With a three-year $150,000 grant from the Civil, Mechanical and Manufacturing Innovation (CMMI) division of the NSF, Zhang will study new MEMS materials.

Researchers today are more commonly adopting new amorphous thin films as building materials to build these millimeter-scale devices. The new materials hold promise for improving the fabrication of MEMS and the function of the devices beyond that of crystalline thin films, which until now have seen much more use in MEMS and semiconductor industries.

Knowing when and how to best use the amorphous thin films remains somewhat of a guessing game for researchers, though. Zhang will study how conditions such as heat or stress affect these materials’ mechanical properties, using one such material, plasma enhanced chemical vapor deposited silicon oxide thin film, as a case study. Understanding the reliability and characteristics of this material will help the MEMS industry best use these new materials.

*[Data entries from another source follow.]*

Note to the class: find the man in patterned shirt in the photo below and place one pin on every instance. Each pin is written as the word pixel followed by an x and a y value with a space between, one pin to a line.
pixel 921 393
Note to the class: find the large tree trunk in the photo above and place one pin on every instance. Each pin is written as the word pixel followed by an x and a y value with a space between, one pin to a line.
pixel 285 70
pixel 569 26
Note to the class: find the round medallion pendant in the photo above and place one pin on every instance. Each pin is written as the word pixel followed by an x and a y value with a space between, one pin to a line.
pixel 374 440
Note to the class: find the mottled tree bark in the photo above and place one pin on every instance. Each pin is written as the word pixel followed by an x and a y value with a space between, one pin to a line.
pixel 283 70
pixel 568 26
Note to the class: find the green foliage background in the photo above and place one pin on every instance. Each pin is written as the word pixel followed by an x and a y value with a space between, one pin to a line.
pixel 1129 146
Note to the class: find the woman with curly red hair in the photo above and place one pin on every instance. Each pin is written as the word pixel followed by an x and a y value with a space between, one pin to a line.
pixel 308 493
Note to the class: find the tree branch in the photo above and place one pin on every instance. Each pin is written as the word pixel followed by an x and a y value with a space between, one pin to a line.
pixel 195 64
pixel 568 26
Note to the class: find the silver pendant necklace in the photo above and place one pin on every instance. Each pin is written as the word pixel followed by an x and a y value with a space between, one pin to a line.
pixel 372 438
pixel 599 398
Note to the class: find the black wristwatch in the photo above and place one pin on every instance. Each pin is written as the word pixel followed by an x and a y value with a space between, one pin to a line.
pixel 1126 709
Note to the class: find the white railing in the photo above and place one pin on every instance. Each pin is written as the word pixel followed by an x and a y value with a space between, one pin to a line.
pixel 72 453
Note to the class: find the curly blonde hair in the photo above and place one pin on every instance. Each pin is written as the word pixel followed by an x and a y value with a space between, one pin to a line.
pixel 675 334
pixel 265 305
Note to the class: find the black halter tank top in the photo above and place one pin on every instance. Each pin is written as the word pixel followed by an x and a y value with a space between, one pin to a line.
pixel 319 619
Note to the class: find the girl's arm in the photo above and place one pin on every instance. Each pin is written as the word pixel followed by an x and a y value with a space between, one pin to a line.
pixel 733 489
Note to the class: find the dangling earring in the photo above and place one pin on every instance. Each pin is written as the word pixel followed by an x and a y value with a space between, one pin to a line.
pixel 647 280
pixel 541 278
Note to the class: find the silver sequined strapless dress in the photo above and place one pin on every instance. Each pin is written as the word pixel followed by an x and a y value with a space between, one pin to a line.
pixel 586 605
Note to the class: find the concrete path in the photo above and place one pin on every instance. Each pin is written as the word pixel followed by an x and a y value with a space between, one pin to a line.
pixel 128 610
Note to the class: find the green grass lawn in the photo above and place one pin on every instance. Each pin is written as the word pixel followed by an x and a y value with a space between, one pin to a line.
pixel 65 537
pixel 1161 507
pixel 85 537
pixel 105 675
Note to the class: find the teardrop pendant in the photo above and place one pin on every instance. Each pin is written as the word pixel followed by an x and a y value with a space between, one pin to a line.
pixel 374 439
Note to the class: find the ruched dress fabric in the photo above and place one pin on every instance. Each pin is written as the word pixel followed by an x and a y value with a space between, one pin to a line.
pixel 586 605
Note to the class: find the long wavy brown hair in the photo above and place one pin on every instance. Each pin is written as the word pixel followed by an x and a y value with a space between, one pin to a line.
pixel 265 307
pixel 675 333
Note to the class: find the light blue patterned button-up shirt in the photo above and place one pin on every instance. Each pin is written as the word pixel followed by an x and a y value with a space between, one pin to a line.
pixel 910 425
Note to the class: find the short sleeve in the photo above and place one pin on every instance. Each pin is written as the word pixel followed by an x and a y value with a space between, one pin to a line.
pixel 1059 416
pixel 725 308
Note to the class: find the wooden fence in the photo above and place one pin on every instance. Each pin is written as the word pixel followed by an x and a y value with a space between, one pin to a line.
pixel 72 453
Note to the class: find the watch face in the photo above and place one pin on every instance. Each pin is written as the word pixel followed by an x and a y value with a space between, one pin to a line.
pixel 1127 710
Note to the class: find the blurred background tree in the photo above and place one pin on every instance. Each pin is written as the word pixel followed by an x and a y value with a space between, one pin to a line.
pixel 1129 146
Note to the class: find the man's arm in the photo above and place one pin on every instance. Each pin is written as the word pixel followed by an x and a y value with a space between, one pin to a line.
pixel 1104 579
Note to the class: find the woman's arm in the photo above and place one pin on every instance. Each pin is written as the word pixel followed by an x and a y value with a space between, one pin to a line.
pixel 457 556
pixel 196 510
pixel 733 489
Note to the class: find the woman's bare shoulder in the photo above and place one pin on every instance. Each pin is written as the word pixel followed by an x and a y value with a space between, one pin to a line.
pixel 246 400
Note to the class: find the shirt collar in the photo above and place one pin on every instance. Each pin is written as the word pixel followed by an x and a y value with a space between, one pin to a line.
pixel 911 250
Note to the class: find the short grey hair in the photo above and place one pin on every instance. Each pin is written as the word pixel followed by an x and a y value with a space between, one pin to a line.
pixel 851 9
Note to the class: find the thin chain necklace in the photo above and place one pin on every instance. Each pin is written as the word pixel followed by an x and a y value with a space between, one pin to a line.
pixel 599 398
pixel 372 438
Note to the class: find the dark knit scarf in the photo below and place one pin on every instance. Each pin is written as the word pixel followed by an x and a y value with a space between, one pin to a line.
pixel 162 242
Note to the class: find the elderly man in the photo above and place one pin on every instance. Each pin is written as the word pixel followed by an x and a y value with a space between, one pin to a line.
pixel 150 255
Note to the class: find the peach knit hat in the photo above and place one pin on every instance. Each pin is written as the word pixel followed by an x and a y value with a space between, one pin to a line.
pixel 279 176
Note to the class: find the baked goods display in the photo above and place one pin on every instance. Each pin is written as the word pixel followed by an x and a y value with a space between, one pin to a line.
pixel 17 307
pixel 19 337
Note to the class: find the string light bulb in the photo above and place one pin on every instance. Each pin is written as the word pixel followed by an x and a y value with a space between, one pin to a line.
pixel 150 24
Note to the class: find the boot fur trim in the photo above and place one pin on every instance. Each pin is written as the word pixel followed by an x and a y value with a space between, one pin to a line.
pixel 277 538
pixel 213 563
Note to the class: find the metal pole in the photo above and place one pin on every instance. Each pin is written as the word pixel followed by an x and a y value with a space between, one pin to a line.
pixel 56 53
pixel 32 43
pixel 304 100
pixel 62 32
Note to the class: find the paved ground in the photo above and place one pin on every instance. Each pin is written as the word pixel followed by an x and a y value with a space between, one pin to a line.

“It’s really a unique integration between the pure research and applied science of MEMS technologies,” said Zhang.

Zhang also recently published research in the July issue of the Journal of Micromechanics and Microengineering that could lead to improvements in cantilever structures used in heat sensing. These infrared sensors are used in firefighting and military technology, medical equipment and for diagnosing structural weaknesses in buildings.

The devices’ heat sensing ability depends on arrays of tiny cantilevers. The degree of cantilever bending correlates to changes in heat. But the delicate cantilevers, each just 50 micrometers by 50 micrometers, can pre-bend during manufacture when they are layered just a half a micrometer apart from each other, ruining the sensitivity and usability of the final product.

Zhang’s research into the stresses that cause this premature bending may lead to improvements in cantilever manufacture, making the next generation of infrared sensing technologies more durable and more sensitive than those available today.

Xin Zhang's team uses this Cascade probe station to characterize MEMS structures and devices.
Xin Zhang's team uses this Cascade probe station to characterize MEMS structures and devices.